Baseball great Stan Musial died over the weekend. He was 92.
In September 2007, I was invited to make a speech to a civic group in St. Louis. I told the person who invited me I would come on one condition: that I could meet Stan Musial.
“That's no problem,” he said. “We are members of the same sports club.”
I forget what I said in the speech but I will always remember having lunch with Stan Musial.
Stan regaled me with baseball stories.
I asked him how it all began. He said when he was in high school during the Depression, a baseball scout came to his hometown of Donora, Pa. The scout told Musial's father he wanted to sign him to a contract.

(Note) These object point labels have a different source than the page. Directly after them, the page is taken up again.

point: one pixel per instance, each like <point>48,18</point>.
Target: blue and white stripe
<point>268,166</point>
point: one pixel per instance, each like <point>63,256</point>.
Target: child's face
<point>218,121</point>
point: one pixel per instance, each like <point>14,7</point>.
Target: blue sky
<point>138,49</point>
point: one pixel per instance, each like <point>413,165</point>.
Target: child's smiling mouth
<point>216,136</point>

Musial said his father rejected the offer, telling the scout, “My son is going to college.” Musial's father worked in a steel mill and never got a college education. Like most fathers, he wanted a better life for his son and believed college would be his ticket to success.

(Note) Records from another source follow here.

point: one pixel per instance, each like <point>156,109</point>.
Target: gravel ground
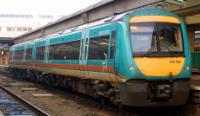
<point>64,103</point>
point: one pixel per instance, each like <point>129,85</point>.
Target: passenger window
<point>98,48</point>
<point>18,55</point>
<point>40,52</point>
<point>65,51</point>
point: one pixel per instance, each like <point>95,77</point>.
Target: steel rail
<point>25,102</point>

The scout left, but returned several weeks later to again ask that Stan be allowed to play professional baseball. He was rejected again. Musial says the scout then appealed to “a higher authority, my mother” and she agreed.
In 1938, Musial was signed as a pitcher to a professional baseball contract. I asked him how much they paid him. As I now recall, it was about $2,000 to $3,000. With so many players of lesser skill making millions today, I didn't begrudge him selling his autograph on baseballs and memorabilia.
After injuring his arm as a minor league player, Musial was moved to the outfield and then to first base, where he began to hit the ball like few left-handers ever had. He became one of the greatest hitters in Major League Baseball history.
If ever there was a sports role model, Stan was one. A World War II vet and family man, Musial played his entire career with the St. Louis Cardinals, a rarity today when players, like interchangeable parts, are traded often or jump to other clubs for more money.
President Obama touched on Musial's character when he presented him with the Presidential Medal of Freedom in February 2011. The president said then, “Stan remains to this day an icon untarnished, a beloved pillar of the community, a gentleman you'd want your kids to emulate.”
In our celebrity culture, where it doesn't matter why you're famous, only that you're famous, we don't focus enough on true achievement and the untarnished. Musial's contemporaries Joe DiMaggio and Ted Williams received more media attention than he did, but Stan never publicly expressed any bitterness. They were in larger media markets — New York and Boston — which may account for some of it, though it was in New York that Musial acquired his moniker “The Man.” Sporting News reported, “According to the National Baseball Hall of Fame, Musial earned ‘The Man' nickname ‘by (Brooklyn) Dodgers fans for the havoc he wrought at Ebbets Field.'”
On that one day in 2007, as I had lunch with my childhood hero, I was a kid again. It was better than any politician I have met or dined with. He signed a baseball for me, for free. It sits encased on a shelf in my office.
In so many ways, on and off the field, Stan Musial was indeed “The Man.”
Cal Thomas is a columnist for USA Today.